In general, object detection system is one of the important research fields in computer vision such as surveillance system, behavior recognition, and augmented reality. Object detection in a general image has a problem that it is difficult to detect an object by various sizes of objects, complex backgrounds, and the like. In order to solve this problem, active research is being conducted related to object detection.

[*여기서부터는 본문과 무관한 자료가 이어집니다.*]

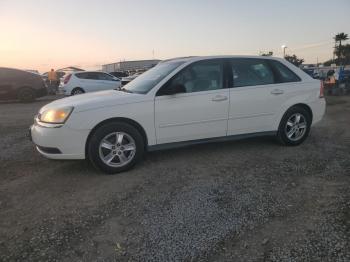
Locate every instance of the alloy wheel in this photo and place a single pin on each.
(296, 127)
(117, 149)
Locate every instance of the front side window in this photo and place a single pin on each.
(198, 77)
(146, 81)
(251, 72)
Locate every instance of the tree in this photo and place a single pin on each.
(338, 49)
(294, 60)
(270, 53)
(343, 54)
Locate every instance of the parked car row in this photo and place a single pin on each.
(88, 81)
(20, 85)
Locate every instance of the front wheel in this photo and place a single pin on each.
(295, 126)
(115, 147)
(77, 91)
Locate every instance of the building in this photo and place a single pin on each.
(130, 65)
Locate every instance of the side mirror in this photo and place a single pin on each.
(172, 90)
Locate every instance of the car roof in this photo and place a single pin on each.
(198, 58)
(78, 72)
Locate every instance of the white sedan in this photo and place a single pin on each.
(181, 102)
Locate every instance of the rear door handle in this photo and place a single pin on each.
(277, 92)
(219, 98)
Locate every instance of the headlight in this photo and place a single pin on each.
(56, 116)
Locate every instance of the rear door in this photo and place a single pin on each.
(257, 94)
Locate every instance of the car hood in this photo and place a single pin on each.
(95, 100)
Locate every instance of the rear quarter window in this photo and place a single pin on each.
(282, 73)
(82, 75)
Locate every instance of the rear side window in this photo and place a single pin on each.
(283, 73)
(251, 72)
(82, 75)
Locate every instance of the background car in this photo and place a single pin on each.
(126, 80)
(88, 81)
(119, 74)
(22, 85)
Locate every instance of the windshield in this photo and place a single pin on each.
(145, 82)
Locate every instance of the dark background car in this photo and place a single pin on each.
(21, 85)
(119, 74)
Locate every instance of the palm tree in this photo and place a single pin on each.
(339, 38)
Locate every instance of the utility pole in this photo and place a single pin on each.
(284, 50)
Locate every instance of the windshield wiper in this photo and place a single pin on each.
(124, 90)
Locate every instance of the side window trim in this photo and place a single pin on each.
(222, 64)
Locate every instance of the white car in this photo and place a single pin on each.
(128, 79)
(181, 102)
(88, 81)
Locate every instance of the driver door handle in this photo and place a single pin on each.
(219, 98)
(277, 92)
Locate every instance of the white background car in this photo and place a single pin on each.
(88, 81)
(127, 79)
(180, 102)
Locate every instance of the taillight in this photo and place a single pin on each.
(321, 90)
(67, 78)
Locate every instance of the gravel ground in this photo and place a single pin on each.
(250, 200)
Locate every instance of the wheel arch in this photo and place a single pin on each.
(302, 105)
(122, 120)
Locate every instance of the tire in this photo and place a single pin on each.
(295, 126)
(103, 147)
(77, 91)
(26, 95)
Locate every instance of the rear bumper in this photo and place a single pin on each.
(59, 143)
(318, 110)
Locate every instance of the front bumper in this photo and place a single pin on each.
(59, 143)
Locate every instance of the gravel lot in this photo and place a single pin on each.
(250, 200)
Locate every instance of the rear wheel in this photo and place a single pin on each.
(26, 95)
(77, 91)
(115, 147)
(295, 126)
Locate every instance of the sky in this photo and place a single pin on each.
(44, 34)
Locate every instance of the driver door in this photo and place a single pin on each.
(200, 111)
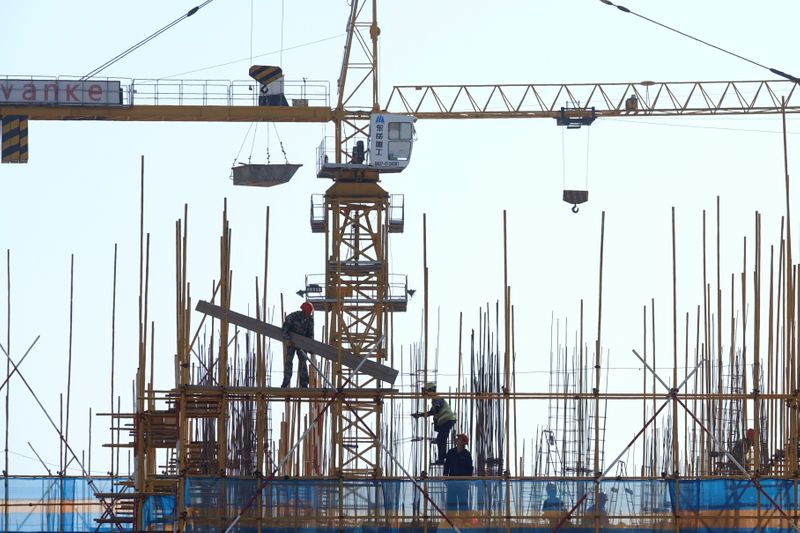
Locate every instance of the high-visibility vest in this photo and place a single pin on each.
(444, 414)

객체 검출을 위한 선행기술로서는, 선행기술 1(대한민국 공개특허공보 제10-2011-0131727호, 발명의 명칭: 영상 처리 시스템에서의 객체 인식 방법)과, 선행기술 2(C. H. Chang, C. C. Wang, and J. J. Lien, “Multi-view vehicle detection using gentle boost with sharing HOG feature,” in Proceedings of 22th IPPR Conference on Computer Vision, Graphics and Image Processing(IPPR, 2009), pp.1688-1694) 등의 참고 문헌이 개시된 바 있다. 선행기술 1은 정지 영상에서 소벨 필터(Sobel Filter), GIST 알고리즘을 이용한 특징 추출을 통해서 전역 특징 기반 방법과 지역 특징 기반 방법을 사용하여 객체를 인식하는 방법을 개시하고 있다. 선행기술 2는 객체를 포함하는 영상에 대해 패치를 생성하고 해당 패치에 대해 HOG(Histogram of oriented gradient) 특징을 추출하고, 특징 추출 후 Gentle Boost를 사용하여 학습 및 객체 검출을 하는 알고리즘을 개시하고 있다. 선행기술 2에서 사용된 알고리즘은 특징 추출 방법으로 HOG를 사용하며, HOG는 많은 특징 차원 수를 가지므로 매우 느린 연산 속도를 가지는 문제가 있었다.Prior art 1 (Korean Patent Laid-Open Publication No. 10-2011-0131727, titled "Object Recognition Method in Image Processing System") and prior art 2 (CH Chang, CC Wang, and Reference is made to JJ Lien, " Multi-view vehicle detection using gentle boost with sharing HOG feature, " in Proceedings of 22nd IPPR Conference on Computer Vision, Graphics and Image Processing (IPPR, 2009), pp.1688-1694) There is a bar. Prior Art 1 discloses a method of recognizing an object using a global feature-based method and a region feature-based method through feature extraction using a Sobel filter and a GIST algorithm in a still image. Prior Art 2 discloses an algorithm for generating a patch for an image including an object, extracting a histogram of oriented gradient (HOG) characteristic for the patch, and learning and object detection using a Gentle Boost after feature extraction . The algorithm used in Prior Art 2 uses HOG as a feature extraction method, and HOG has a problem that it has a very slow operation speed because it has many feature dimension numbers.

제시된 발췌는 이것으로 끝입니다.